PPO vs. HMO vs. EPO vs. POS
There are four basic provider networks available to customers: PPO, HMO, EPO, and POS. Each one differs in its own way.
|Premiums||High||Low compared to PPO||Low compared to PPO||Low compared to PPO|
|Referrals required||No||Yes||Yes, for some plans||Yes|
|Deductible||Low for some plans||Low||High||Low|
A PPO health plan provides discounted medical care through a network of providers. You can also see specialists and out-of-network providers without referrals.

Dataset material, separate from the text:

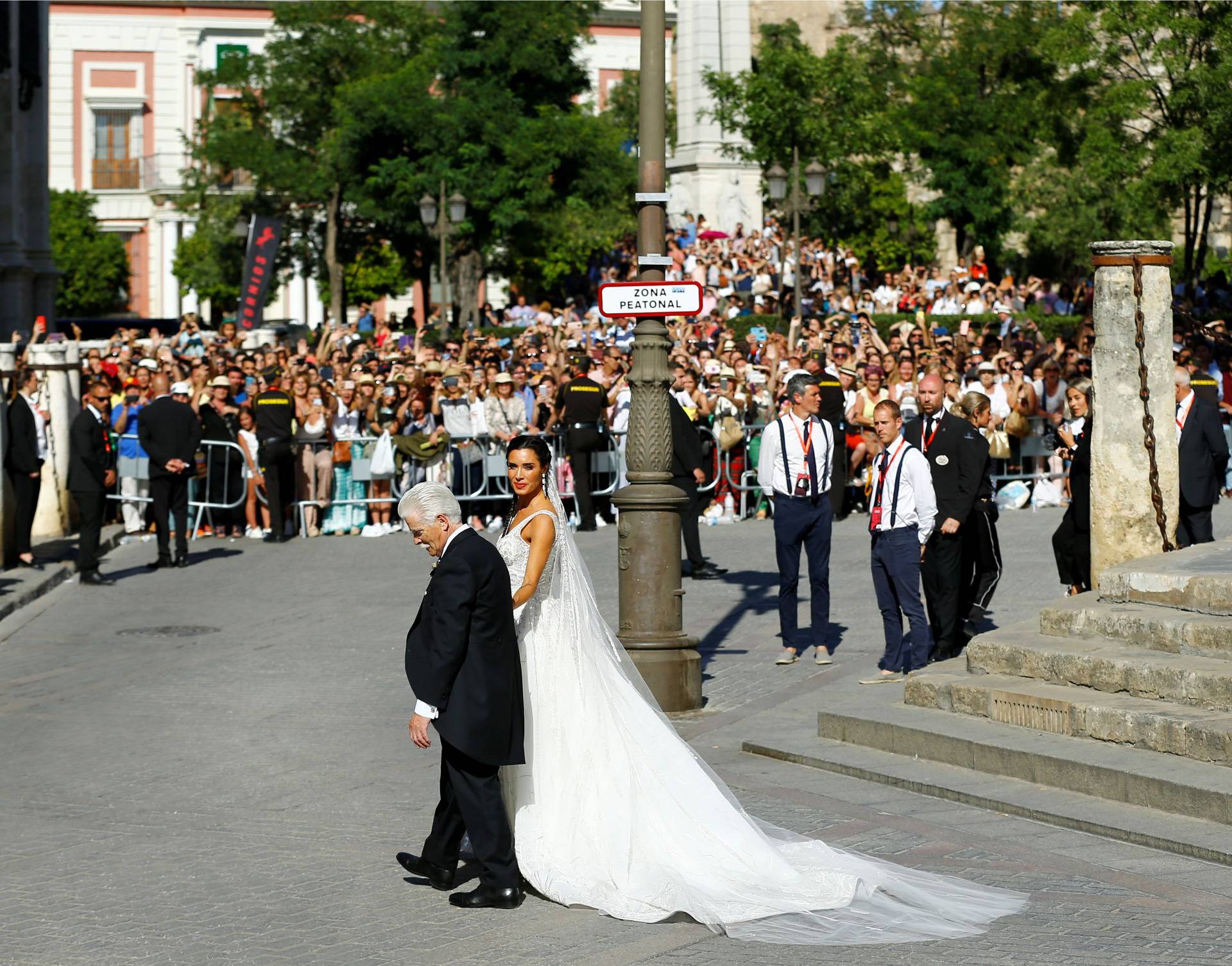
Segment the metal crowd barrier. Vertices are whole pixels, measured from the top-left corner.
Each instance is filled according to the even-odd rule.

Health Maintenance Organization (HMO)
An HMO plan limits coverage to care and services from providers who contract with the HMO. Out-of-network care isn’t usually covered except for emergency care, and out-of-area urgent care and out-of-area dialysis for Medicare-related HMOs. You may need to work or reside in the plan’s service area to qualify for coverage. You must designate a primary care physician who coordinates all your care.
Exclusive Provider Organization (EPO)
An EPO plan only covers services and care from hospitals, doctors, or specialists who are in the plan’s network, with an exception for emergency or urgent care visits. Generally, you don’t need a primary care physician or referral to visit a specialist.
Point of Service (POS)
A POS plan is technically a combination of a PPO and HMO. It requires you to have a referral from your primary care physician to see a specialist. Coverage for out-of-network providers is also available, but with a higher copay.
- A PPO plan has a group of preferred or in-network providers who provide medical care at a negotiated lower rate.
- You can visit out-of-network doctors and specialists without referrals, but at a higher cost.
- PPO plans tend to have higher premiums and are often tied to a deductible you must pay before you start receiving benefits.
- You or your doctor may require a preapproval from your PPO before some medical procedures, treatments, or services are performed.